Privacy & Surveillance

The Problem: Rising digital surveillance and privacy intrusions by both state and private actors jeopardize civil liberties, enable human rights abuses, and chill free expression – severely undermining democracy.

Our Strategy

We investigate data exploitation practices, track emerging surveillance technologies, and analyze the actors driving these threats. Our findings expose threats and guide development of privacy-protection resources for at-risk communities. We also advocate policies that entrench digital rights.

Governments across the global south are rapidly expanding their capabilities for mass surveillance of citizens through biometric national ID systems, centralized databases, CCTV monitoring and communications interception technologies. What began as systems intended for service delivery and security have transformed into powerful tools for stifling dissent, targeting critics and consolidating authoritarian control.

Lack of rigorous oversight, abuse of access privileges, and absence of due process allow security forces to illegally monitor individuals’ movements, communications and personal data with few consequences. Surveillance has become pervasive, chilling free expression and violating fundamental privacy rights.

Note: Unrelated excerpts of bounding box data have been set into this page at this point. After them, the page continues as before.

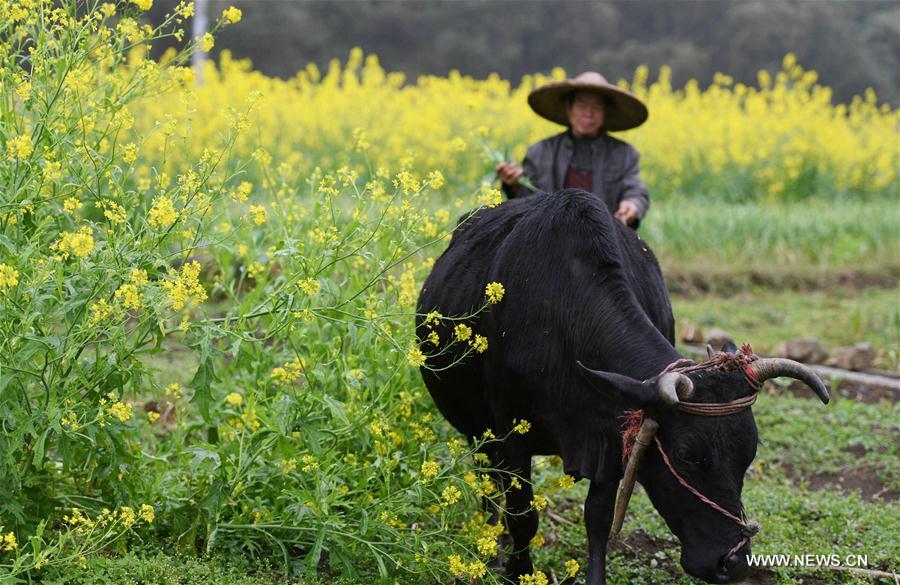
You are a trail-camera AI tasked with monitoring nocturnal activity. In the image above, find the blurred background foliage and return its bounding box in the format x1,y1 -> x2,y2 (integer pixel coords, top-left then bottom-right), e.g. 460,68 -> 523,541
150,0 -> 900,105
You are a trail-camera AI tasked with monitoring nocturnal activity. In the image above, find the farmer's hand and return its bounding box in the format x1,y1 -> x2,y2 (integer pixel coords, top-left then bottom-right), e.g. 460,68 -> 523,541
494,162 -> 522,187
613,199 -> 637,225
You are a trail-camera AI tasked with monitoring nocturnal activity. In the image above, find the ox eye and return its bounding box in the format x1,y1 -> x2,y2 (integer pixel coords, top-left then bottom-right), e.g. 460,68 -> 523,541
675,446 -> 705,469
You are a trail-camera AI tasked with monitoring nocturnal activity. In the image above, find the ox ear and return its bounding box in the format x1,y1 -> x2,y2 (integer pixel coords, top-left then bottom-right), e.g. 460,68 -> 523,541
575,361 -> 658,408
575,361 -> 694,408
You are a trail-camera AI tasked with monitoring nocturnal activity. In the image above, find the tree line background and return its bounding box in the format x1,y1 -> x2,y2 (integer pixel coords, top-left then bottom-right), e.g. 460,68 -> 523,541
151,0 -> 900,105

As new surveillance technologies like facial recognition, location tracking and data mining advance, the threats to civil liberties grow more acute without appropriate safeguards and public accountability measures in place.

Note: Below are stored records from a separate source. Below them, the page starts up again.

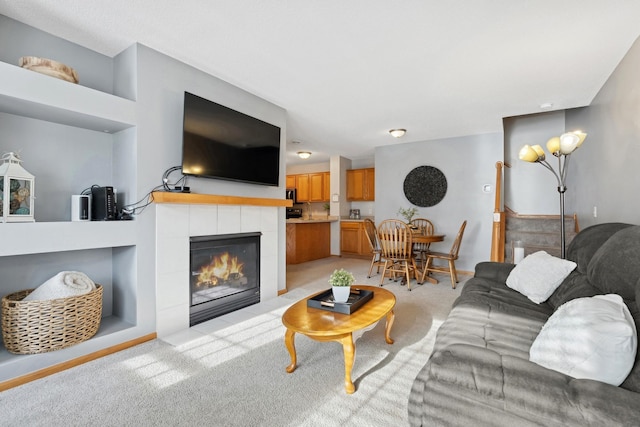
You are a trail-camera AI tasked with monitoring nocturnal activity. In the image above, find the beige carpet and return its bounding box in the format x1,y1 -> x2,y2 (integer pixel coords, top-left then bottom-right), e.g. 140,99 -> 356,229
0,258 -> 466,427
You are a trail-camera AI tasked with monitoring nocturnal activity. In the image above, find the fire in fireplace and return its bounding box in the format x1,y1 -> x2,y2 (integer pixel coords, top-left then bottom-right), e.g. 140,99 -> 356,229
189,232 -> 261,326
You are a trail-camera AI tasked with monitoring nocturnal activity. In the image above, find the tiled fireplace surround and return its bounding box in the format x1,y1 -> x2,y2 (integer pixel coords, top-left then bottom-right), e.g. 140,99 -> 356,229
156,203 -> 278,338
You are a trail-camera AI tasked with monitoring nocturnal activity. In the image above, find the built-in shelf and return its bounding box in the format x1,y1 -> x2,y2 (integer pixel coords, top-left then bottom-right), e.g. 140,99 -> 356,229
0,221 -> 136,256
153,191 -> 293,207
0,62 -> 136,133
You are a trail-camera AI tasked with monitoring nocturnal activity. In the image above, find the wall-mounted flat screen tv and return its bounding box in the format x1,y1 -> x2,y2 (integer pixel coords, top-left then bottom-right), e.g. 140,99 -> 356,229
182,92 -> 280,186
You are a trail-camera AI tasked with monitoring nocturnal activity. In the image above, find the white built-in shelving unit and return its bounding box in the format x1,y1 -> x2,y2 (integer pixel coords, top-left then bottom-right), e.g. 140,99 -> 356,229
0,47 -> 139,382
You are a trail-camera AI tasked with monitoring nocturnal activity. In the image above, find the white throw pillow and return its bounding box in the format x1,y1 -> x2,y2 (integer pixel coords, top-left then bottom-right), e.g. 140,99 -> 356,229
507,251 -> 577,304
529,294 -> 638,386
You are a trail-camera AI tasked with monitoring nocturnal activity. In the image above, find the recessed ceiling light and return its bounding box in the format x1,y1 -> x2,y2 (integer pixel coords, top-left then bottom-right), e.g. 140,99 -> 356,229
389,129 -> 407,138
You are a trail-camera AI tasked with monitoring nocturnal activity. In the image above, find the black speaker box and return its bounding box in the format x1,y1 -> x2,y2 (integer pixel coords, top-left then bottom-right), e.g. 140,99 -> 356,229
91,187 -> 117,221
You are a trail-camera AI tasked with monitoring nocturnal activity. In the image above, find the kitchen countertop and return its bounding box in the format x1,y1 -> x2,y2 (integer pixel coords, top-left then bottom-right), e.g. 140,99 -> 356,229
340,216 -> 374,222
287,216 -> 339,224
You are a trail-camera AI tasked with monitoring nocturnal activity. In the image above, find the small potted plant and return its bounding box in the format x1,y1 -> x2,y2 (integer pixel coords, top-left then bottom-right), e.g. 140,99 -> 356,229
329,268 -> 356,302
398,207 -> 418,224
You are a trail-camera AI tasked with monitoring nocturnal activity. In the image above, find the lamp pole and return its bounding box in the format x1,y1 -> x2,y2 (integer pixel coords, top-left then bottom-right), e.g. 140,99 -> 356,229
538,152 -> 569,259
519,131 -> 587,259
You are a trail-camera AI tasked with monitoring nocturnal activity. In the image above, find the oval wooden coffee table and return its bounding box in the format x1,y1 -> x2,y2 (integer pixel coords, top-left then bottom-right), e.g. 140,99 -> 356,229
282,285 -> 396,394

Our Open Source Surveillance Camera Portal (OSSCP) Project is a first step to us documenting this issue – Our team embarked on documenting all credible reports of data access abuses, illegal communications monitoring, and misuse of surveillance tools to establish patterns and build evidence. We’re also working with artists to raise awareness of emerging privacy threats and rally domestic/international pressure for reforms, oversight and constraints on indiscriminate surveillance programs.